I'm thankful my mother-in-law makes a lovely Thanksgiving meal. My brother-in-law fried a turkey this year, and believe me when I say I'm thankful we can't have it every day. Hot and fresh, it was remarkable. I could have eaten my weight in turkey, so thank the good Lord above it's not available to me year round! And I'm thankful for the delicious turkey enchiladas with red sauce that my mother-in-law makes special, just for me, every year.

So what else has my heart feeling grateful right now? Well, several things, in random order.

I am thankful for my wonderful friend at work who holds the most amazing Thanksgiving potluck at her house every year. She and a roommate started the tradition eleven years ago, and it's grown from a group of college friends to include work friends and their families. There were 71 people there this year. I'm so glad to have been invited, to meet again some really terrific friends of my friend, and to enjoy seeing again friends I met last year.

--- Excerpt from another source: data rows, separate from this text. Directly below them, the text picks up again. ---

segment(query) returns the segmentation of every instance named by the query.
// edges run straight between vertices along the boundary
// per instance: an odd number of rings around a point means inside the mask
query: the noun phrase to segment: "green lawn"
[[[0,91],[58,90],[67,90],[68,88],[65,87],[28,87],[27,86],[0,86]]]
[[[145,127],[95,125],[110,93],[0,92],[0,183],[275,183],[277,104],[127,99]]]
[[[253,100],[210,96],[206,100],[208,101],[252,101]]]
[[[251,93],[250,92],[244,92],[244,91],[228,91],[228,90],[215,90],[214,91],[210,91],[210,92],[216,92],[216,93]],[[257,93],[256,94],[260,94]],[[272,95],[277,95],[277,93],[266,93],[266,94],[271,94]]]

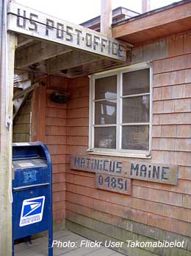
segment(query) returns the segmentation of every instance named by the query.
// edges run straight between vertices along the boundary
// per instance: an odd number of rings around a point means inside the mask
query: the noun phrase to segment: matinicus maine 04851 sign
[[[117,192],[122,194],[131,194],[131,179],[103,173],[96,173],[96,187]]]
[[[177,184],[178,179],[177,165],[140,162],[134,159],[120,161],[109,158],[71,156],[71,165],[74,170],[173,185]]]
[[[92,53],[126,60],[127,44],[21,4],[10,4],[7,30]]]

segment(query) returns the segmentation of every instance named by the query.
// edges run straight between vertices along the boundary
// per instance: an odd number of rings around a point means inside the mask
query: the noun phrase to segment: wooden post
[[[112,36],[112,0],[101,0],[100,32]]]
[[[6,1],[0,0],[0,255],[12,255],[12,120],[16,36],[7,34]],[[7,47],[6,47],[6,44]],[[7,58],[6,57],[7,49]],[[6,126],[7,121],[10,120]],[[10,189],[10,190],[9,190]]]
[[[151,0],[142,0],[142,13],[149,12],[151,10]]]

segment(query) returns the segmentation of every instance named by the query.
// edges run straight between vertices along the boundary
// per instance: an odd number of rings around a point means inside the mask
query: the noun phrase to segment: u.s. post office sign
[[[71,156],[71,169],[176,185],[178,165]]]
[[[43,13],[10,2],[7,30],[117,59],[126,60],[127,44]]]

I'm thankful that my mom held her own Thanksgiving a few days early this year so that her kids could all be together. Well, all except MrG, who was frankly being a big jerk that day and stayed home to watch football. It was nice to eat on the fancy china and have our family Thanksgiving favorites after many years away from my mother's table. Thanksgiving with friends is one thing, but Thanksgiving with your mom and your kid brother can't be beat.

I'm thankful for the potluck we had at work. Mostly, I'm thankful to have a job. And I'm thankful to have a job in a company where they allow us to do things like throw a big lunch where everyone brings a dish and eats too much. The company buys the turkey, and we bring everything else. And it's all delicious, and we get to enjoy the people we work with for a few minutes in suspended reality.

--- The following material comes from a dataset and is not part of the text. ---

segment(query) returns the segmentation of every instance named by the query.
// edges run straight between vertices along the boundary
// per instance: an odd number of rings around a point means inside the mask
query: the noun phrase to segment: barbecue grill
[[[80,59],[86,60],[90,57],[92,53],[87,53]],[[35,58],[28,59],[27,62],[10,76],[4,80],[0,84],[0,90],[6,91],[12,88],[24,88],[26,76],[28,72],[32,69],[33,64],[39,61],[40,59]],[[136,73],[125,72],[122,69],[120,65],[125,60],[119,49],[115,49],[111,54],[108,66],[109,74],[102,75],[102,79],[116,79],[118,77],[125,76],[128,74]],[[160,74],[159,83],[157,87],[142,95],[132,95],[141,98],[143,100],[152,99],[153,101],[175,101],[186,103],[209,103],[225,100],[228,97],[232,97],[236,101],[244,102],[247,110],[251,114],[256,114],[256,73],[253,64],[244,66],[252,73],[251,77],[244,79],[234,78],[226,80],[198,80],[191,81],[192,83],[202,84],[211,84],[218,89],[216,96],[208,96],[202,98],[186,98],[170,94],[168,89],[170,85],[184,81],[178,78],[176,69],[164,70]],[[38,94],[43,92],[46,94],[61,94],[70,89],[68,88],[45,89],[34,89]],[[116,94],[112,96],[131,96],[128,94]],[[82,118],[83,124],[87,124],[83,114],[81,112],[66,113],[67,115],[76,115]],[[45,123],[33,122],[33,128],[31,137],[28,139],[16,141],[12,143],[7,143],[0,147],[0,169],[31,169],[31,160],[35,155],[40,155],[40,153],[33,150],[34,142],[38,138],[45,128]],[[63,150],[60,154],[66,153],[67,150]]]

And today, after four Thanksgiving meals in one week, I'm thankful to high heavens that I'm not eating turkey.

I'm thankful for the regular stuff - we have a house, when others around us are losing theirs. We have our marriage, a nearly ten year union that's not perfect, but is happier much more often than not. We have our health, and when that fails us, we have insurance to help us find it again. We have families we love, who love us in return. We have friends we cherish, hobbies we enjoy, and the financial wherewithal to pretty much do what we want when we want.

We are so very blessed to have what we have when so many go without. In these times of economic uncertainty, it's comforting to have "the stuff" we have. But more important to me than "stuff" is what you cannot put a price tag on.

Several years ago, I tore a page out of a page-a-day calendar. I've held on to it for all this time because it spoke to me. The message on it said, "He who is not happy with what he has is not likely to be happy with what he would like to have."

And so, I am content with our 840-mile round trip for a visit to his parents a few times a year. And I'm content with my family and my friends and my stuff. I'm happy with what I have, and for that I am exceedingly grateful.